About 10 people from Kasika and Impalila villages in the Zambezi region have been subpoenaed by the Botswana authorities to appear in the Kasane Magistrate’s Court from 15 to 26 November.
They are to appear in the case about the killing of Tommy Nchindo, Wamunyima Nchindo, Martin Nchindo and Sinvula Munyeme, who were allegedly shot and killed by the Botswana Defence Force (BDF) on 4 November last year.
The Namibians received their subpoena letters from the public prosecutor of Botswana three weeks ago.
The letters said they should appear in person to “testify and declare all that they and each of them know concerning certain charges preferred by the public prosecutor against the state”.

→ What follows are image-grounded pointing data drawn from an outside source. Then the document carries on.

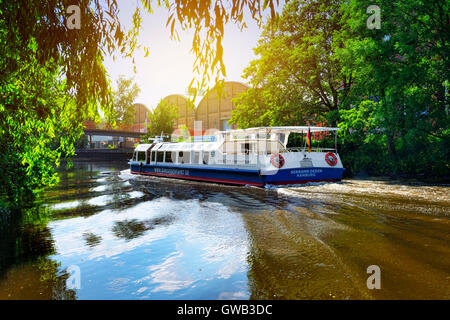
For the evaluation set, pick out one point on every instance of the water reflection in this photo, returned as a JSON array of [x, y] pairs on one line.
[[151, 238]]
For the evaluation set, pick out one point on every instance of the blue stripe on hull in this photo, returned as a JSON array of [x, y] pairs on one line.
[[239, 176], [223, 175], [301, 175]]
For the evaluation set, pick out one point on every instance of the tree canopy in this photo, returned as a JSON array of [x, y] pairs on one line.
[[162, 119], [386, 88], [52, 77]]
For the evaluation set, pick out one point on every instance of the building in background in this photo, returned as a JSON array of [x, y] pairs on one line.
[[186, 110], [103, 136], [213, 110]]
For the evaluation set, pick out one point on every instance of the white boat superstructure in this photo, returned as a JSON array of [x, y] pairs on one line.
[[255, 156]]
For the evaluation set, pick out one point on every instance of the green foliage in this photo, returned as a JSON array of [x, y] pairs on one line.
[[297, 76], [385, 88], [399, 102], [162, 119]]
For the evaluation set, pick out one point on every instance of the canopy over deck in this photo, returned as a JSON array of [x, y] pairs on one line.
[[300, 129]]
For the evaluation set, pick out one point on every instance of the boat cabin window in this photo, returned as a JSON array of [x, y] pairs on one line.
[[196, 157], [169, 157], [184, 157], [245, 148], [141, 156]]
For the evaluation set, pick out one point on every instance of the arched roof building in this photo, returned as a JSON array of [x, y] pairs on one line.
[[186, 110], [214, 110]]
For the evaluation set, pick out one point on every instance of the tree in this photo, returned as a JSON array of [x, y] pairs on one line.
[[52, 77], [162, 119], [124, 96], [298, 76]]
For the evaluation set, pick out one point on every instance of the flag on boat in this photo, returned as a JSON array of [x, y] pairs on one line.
[[308, 139]]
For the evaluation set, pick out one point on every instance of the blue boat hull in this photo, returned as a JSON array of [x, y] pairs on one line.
[[239, 176]]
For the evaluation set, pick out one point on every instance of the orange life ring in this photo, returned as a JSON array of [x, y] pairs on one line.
[[331, 159], [277, 160]]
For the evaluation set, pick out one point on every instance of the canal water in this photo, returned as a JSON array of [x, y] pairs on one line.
[[103, 233]]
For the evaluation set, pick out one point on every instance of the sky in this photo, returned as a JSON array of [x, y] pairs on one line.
[[168, 68]]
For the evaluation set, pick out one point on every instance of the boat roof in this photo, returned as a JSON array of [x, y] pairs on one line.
[[301, 129]]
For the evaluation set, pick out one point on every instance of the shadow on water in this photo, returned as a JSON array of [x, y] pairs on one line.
[[26, 272]]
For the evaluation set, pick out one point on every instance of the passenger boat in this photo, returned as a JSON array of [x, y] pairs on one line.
[[254, 156]]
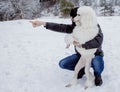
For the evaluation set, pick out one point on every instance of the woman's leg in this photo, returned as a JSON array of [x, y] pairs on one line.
[[69, 62], [98, 67]]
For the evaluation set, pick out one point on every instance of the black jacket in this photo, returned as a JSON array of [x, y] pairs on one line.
[[64, 28]]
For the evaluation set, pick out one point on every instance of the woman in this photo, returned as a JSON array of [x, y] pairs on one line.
[[71, 61]]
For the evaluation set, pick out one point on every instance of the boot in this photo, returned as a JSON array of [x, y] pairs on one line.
[[81, 73], [98, 80]]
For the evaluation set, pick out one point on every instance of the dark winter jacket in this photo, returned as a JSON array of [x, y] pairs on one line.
[[64, 28]]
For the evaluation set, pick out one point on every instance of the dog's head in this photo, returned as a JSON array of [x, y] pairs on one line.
[[86, 17]]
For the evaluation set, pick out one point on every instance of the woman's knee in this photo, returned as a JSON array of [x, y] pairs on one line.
[[62, 64]]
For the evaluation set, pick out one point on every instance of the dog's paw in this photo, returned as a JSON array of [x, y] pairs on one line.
[[68, 85]]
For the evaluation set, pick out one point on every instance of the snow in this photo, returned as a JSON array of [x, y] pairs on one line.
[[29, 57]]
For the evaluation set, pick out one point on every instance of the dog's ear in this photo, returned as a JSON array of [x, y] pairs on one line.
[[73, 12]]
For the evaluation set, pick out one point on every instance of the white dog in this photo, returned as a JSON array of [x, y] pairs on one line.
[[85, 30]]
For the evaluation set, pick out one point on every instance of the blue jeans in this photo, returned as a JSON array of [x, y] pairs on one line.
[[70, 62]]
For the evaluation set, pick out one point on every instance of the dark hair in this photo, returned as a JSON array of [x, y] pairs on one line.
[[73, 12]]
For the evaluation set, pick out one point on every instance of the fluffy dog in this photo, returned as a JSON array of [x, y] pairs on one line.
[[86, 29]]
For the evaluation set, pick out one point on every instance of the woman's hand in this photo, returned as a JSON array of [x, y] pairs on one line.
[[75, 43], [37, 23]]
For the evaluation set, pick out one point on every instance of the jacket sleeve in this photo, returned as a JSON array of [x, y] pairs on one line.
[[63, 28], [97, 41]]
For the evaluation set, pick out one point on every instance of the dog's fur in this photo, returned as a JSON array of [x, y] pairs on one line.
[[85, 30]]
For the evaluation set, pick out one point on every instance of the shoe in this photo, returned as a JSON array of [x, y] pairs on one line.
[[98, 81], [81, 73]]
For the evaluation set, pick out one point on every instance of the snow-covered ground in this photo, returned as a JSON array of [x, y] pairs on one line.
[[29, 58]]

Casious Mwaala, the group’s spokesperson, questioned how they will get to Botswana and who from the Namibian government will accompany them.
“We don’t have passports, plus we also do not have transport to get to Botswana and accommodation money. We asked the officers who gave us the letter and they could not give us answers. They just told us to ask from the Ministry of Justice,” he said.
The Ministry of Justice’s spokesperson, Simon Idipo, could also not give answers.
“Kindly note that the ministry does not have a response on this matter until further notice,” said Idipo.
The Ministry of International Relations and Cooperation also referred the questions back to the justice ministry.
In September, the Namibian Lives Matter Movement (NLMM) sought an audience with the minister of international relations, Netumbo Nandi-Ndaitwah, to discuss the inquest by Botswana.
NLMM fears that the inquest is not going to be independent and objective, based on their legal analysis and previous inquest conclusion by Botswana involving the killing of Namibians by the BDF.
“Our aim is to seek impartial legal redress in this matter of national bearing and importance,” said the movement’s national executive chairperson Sinvula Mudabeti.
He is wary that the case will be treated like an ordinary murder case, saying such cases cannot be heard in Kasane or anywhere in the Chobe District.
The three brothers were killed while fishing in their canoes in the Chobe River near Impalila Island.
Last year, the BDF spokesperson, colonel Tebo Dikole, said the four were part of a syndicate of poachers believed to be part of a network responsible for cross-border poaching.
Family of the slain men denied these claims.